Objective: Test mating of 2 dogs with EPI.
Animals: A sire and dam purebred GSD both with EPI and a litter of 6 puppies.
Methods: Test mating and long-term follow-up of offspring. The pancreas was biopsied via laparotomy on 26 occasions.
Serum trypsin-like immunoreactivity was measured. Study was approved by Animal Ethics Committee.
Results: During the 12-year study period only 2 of the 6 offsprings developed pancreatic acinar atrophy (PAA). In 1 puppy,
end-stage PAA and in the other puppy partial PAA was diagnosed.
Conclusions and Clinical Importance: PAA is not a congenital disease in GSDs. This study provided evidence that PAA is
not inherited in a simple autosomal recessive fashion.
Key words: Biopsy; Pancreatic acinar atrophy; Polygenic inheritance; Test mating; Trypsin-like immunoreactivity.
Abbreviations:
EM electron microscopy
EPI exocrine pancreatic insufficiency
GSD German Shepherd Dog
PAA pancreatic acinar atrophy
TLI trypsin-like immunoreactivity
Canine exocrine pancreatic insufficiency (EPI) is a disease characterized by inadequate production of digestive enzymes by pancreatic acinar cells. Affected dogs typically show such clinical signs as polyphagia, weight loss, yellowish poorly digested loose and pulpy feces, increased fecal volume, and frequent defecation.1. EPI has been reported in many breeds, but it is most commonly seen in German Shepherd Dogs (GSDs). In GSDs, the underlying cause of EPI is pancreatic acinar
atrophy (PAA). A characteristic of PAA is selective destruction of the digestive enzyme producing acinar cells.1, PAA has features of autoimmune disease, including genetic suspectibility to disease. 1.2.

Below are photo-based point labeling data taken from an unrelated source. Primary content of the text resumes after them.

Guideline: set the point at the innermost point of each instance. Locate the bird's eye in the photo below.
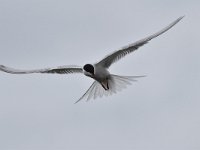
(89, 68)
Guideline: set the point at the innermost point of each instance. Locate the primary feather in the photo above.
(117, 55)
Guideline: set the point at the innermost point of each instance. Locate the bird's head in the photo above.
(88, 70)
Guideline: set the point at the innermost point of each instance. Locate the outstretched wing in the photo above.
(59, 70)
(115, 56)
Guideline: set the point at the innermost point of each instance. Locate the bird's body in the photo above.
(105, 83)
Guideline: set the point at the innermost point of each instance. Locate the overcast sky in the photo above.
(159, 112)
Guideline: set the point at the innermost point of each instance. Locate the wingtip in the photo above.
(181, 17)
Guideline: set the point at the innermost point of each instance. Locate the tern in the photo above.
(104, 83)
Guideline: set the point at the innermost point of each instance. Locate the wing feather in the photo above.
(58, 70)
(116, 55)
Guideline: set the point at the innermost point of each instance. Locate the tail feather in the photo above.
(116, 83)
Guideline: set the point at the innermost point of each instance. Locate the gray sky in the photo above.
(160, 112)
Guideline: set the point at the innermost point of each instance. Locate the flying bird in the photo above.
(104, 83)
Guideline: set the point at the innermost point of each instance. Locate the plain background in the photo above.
(159, 112)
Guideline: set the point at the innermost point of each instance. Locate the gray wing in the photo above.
(59, 70)
(115, 56)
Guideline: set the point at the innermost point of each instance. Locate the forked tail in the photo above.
(116, 83)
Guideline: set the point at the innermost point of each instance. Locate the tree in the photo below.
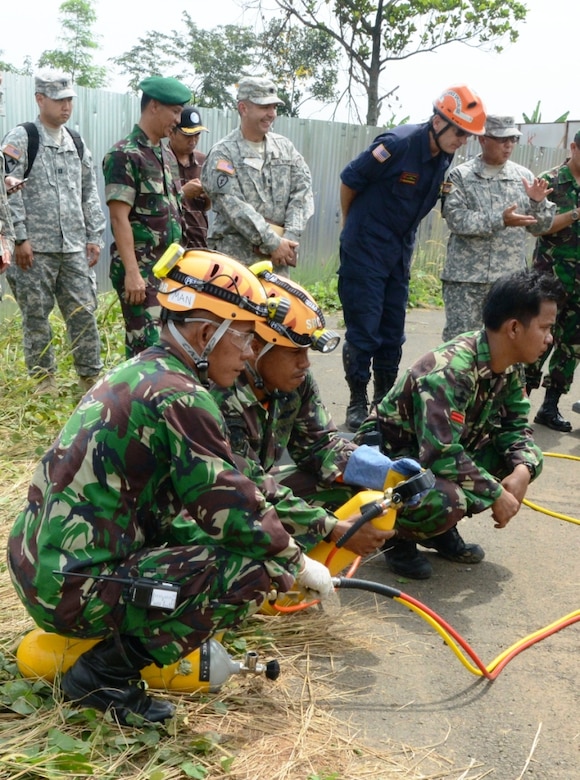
(536, 116)
(373, 33)
(78, 43)
(303, 62)
(208, 61)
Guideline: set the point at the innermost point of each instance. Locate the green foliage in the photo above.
(371, 36)
(211, 62)
(77, 46)
(536, 116)
(303, 63)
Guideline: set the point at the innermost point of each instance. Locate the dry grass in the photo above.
(254, 728)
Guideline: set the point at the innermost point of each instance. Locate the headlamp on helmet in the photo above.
(303, 324)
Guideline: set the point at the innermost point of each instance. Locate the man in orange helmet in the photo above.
(385, 192)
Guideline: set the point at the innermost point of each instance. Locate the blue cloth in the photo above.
(369, 468)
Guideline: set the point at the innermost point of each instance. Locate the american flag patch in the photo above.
(225, 166)
(381, 153)
(12, 151)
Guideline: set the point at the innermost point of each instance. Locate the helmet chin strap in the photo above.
(253, 370)
(436, 135)
(201, 362)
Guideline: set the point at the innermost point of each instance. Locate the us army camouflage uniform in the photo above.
(147, 442)
(59, 212)
(248, 194)
(559, 254)
(306, 493)
(6, 226)
(146, 177)
(468, 425)
(481, 248)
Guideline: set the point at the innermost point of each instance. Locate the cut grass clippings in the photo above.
(253, 728)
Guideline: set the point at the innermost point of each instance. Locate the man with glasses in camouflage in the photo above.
(490, 205)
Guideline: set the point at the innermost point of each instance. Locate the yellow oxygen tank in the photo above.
(342, 557)
(41, 654)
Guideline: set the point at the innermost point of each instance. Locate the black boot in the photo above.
(107, 677)
(403, 558)
(450, 545)
(383, 381)
(549, 414)
(358, 405)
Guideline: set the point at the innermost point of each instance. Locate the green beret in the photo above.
(166, 90)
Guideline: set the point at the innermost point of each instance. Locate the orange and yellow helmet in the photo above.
(303, 325)
(463, 108)
(202, 279)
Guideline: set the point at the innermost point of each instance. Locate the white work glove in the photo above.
(315, 576)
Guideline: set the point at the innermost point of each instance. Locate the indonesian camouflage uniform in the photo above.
(250, 193)
(481, 248)
(145, 443)
(467, 424)
(298, 422)
(59, 212)
(146, 177)
(559, 254)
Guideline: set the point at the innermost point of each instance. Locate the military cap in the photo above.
(190, 123)
(258, 90)
(500, 126)
(168, 90)
(54, 84)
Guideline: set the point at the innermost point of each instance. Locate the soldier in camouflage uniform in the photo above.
(558, 253)
(59, 223)
(145, 443)
(259, 185)
(143, 192)
(274, 405)
(490, 204)
(6, 226)
(461, 410)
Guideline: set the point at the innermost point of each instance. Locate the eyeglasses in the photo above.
(240, 338)
(510, 139)
(461, 133)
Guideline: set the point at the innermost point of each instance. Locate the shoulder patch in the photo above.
(381, 153)
(12, 151)
(225, 166)
(409, 178)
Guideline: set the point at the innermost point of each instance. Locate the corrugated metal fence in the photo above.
(103, 117)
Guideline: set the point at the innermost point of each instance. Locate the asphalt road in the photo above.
(411, 688)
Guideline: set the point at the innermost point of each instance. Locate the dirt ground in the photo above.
(412, 689)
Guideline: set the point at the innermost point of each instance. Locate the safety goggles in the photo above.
(241, 339)
(510, 139)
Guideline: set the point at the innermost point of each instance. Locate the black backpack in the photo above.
(34, 141)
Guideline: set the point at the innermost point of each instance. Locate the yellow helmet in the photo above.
(463, 108)
(303, 325)
(202, 279)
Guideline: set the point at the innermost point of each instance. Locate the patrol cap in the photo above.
(190, 122)
(258, 90)
(54, 84)
(500, 126)
(166, 90)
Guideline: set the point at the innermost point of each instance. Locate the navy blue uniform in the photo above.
(398, 182)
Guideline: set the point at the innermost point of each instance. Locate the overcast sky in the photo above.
(542, 65)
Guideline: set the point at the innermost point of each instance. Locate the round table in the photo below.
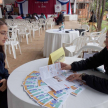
(55, 38)
(17, 98)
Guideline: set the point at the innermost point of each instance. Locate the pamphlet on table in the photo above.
(49, 87)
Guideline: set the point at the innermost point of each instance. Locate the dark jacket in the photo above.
(93, 18)
(98, 59)
(10, 17)
(3, 71)
(60, 18)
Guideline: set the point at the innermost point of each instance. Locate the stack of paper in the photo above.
(39, 86)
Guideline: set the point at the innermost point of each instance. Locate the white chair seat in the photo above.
(14, 42)
(71, 48)
(95, 44)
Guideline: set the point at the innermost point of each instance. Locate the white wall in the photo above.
(9, 1)
(72, 1)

Several studies have indicated that EPI is an inherited disease in GSDs, and most research of the inheritance model by pedigree analysis suggests that EPI is inherited in an autosomal recessive fashion.3–5 The prevalence of affected dogs in most reports has, however, been lower (!15%) than expected 25% for a simple autosomal recessive trait; thus, a polygenic mode of inheritance has been proposed.4 The mutation or candidate gene has not been identified.6.
Materials and Methods
This study was performed during 1987 to 2000. Both parents were purebred GSDs (dam 4 years, sire 6 years), with different progenitors. EPI diagnosis for both parents was documented on the basis of results of the serum trypsin-like immunoreactivity (TLI) assay 7. (dam 0.9 mg/L; sire 0.8 mg/L; control 5.2–35.0 mg/L). The dogs were fed regular commercial dog food twice daily, and 50 g of raw pig pancreas was added to every meal.
At the time of mating, both dogs were clinically in good condition. The dam delivered 9 puppies, but 3 died immediately or a short time after birth. Necropsy was performed on these puppies, and histologic examination of the pancreas did not reveal abnormalities.
Of the 6 remaining puppies, 4 were females and 2 males. The puppies were weaned at 6 weeks of age and released to their owners.
The puppies were raised in private homes. The owners were informed orally about EPI and were also provided with a written information package. They were told that the dogs would likely be afflicted with EPI. The investigators and the dog owners maintained close ties throughout the study. All of the dogs lived in the Helsinki area.
Two clinically healthy Beagles were included as control dogs. The dogs were sacrificed for an unrelated research project at the age of 3
years. The experimental protocol was approved by the Ethics Committee for Animal Experiments of the College of Veterinary Medicine, Helsinki, Finland.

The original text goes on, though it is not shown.